Man kann die ehrenamtliche Bergrettung nicht mit einem Krankentransport von einer in eine andere Klinik vergleichen.“ Die Höhe der Pauschalen und Verrechnungssätze für Bergwachteinsätze ist das Ergebnis der Verhandlungen mit der Arbeitsgemeinschaft der Sozialversicherungsträger, schildert der Sprecher weiter und betont: „Bergrettung ist ein Teil der allgemeinen Daseinsvorsorge. Die Bergwacht hat kein wirtschaftliches Interesse.

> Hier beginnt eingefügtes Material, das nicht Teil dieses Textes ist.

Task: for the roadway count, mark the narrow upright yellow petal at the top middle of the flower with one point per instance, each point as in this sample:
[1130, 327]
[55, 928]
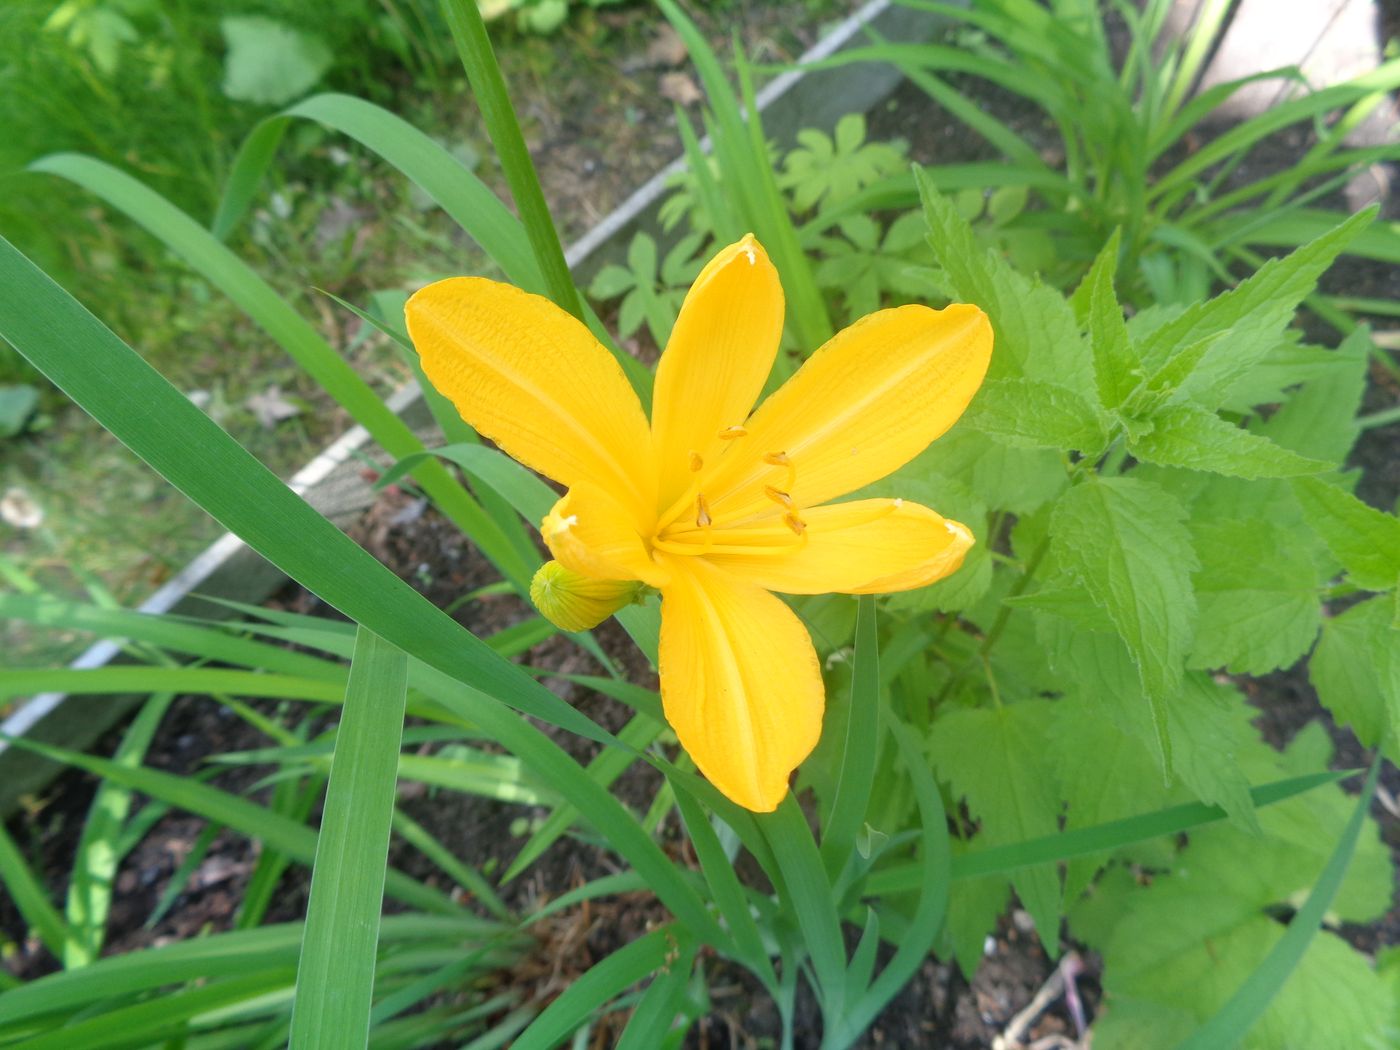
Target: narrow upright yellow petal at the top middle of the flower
[717, 360]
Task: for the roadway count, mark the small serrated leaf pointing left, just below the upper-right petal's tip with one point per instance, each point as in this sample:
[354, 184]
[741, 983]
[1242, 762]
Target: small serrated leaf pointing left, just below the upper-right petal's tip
[1032, 414]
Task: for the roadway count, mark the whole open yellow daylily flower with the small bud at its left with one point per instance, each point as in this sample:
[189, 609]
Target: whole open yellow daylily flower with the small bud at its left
[708, 503]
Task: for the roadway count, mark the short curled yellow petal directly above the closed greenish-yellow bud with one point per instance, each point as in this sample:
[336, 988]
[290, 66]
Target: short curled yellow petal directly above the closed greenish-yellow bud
[593, 534]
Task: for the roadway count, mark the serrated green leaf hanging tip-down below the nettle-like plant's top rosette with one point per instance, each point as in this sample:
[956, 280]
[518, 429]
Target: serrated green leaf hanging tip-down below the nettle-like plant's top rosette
[1126, 542]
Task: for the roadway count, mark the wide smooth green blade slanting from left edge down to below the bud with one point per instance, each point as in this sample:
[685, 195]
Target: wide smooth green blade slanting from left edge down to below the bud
[160, 425]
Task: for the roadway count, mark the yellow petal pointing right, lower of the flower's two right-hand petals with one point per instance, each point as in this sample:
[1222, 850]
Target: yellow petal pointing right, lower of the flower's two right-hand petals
[867, 547]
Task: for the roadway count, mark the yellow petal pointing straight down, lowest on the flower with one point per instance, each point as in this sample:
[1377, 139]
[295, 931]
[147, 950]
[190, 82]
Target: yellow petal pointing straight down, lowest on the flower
[740, 682]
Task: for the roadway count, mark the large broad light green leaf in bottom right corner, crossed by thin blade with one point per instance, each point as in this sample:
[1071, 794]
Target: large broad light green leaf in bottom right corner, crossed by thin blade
[1192, 939]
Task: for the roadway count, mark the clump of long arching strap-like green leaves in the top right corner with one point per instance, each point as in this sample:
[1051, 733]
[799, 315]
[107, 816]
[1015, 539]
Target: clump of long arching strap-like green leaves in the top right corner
[1126, 125]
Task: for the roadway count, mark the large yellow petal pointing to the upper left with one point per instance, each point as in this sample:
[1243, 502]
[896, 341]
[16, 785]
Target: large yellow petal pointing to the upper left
[537, 383]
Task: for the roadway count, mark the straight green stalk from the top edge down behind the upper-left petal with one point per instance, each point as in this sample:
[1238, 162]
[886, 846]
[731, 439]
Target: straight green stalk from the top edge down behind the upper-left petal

Alleine von den Einsatzpauschalen wäre die Sicherstellung der Bergrettung in diesem Standard nie finanzierbar.“

Münchner legt Beschwerde bei Zast ein

Günthert hält das Abrechnungssystem dennoch für undurchsichtig und aus der Zeit gefallen. „Wenn alle alles immer hinnehmen und sagen, dass es ihnen wurscht ist, was sowas kostet, wird das immer teurer“, meint er. Die Kosten für den Bergwachteinsatz übernehme zwar seine Unfallversicherung, dennoch hat er mittlerweile Widerspruch und Beschwerde bei der Abrechnungsstelle Zast eingelegt. Ausgang ungewiss.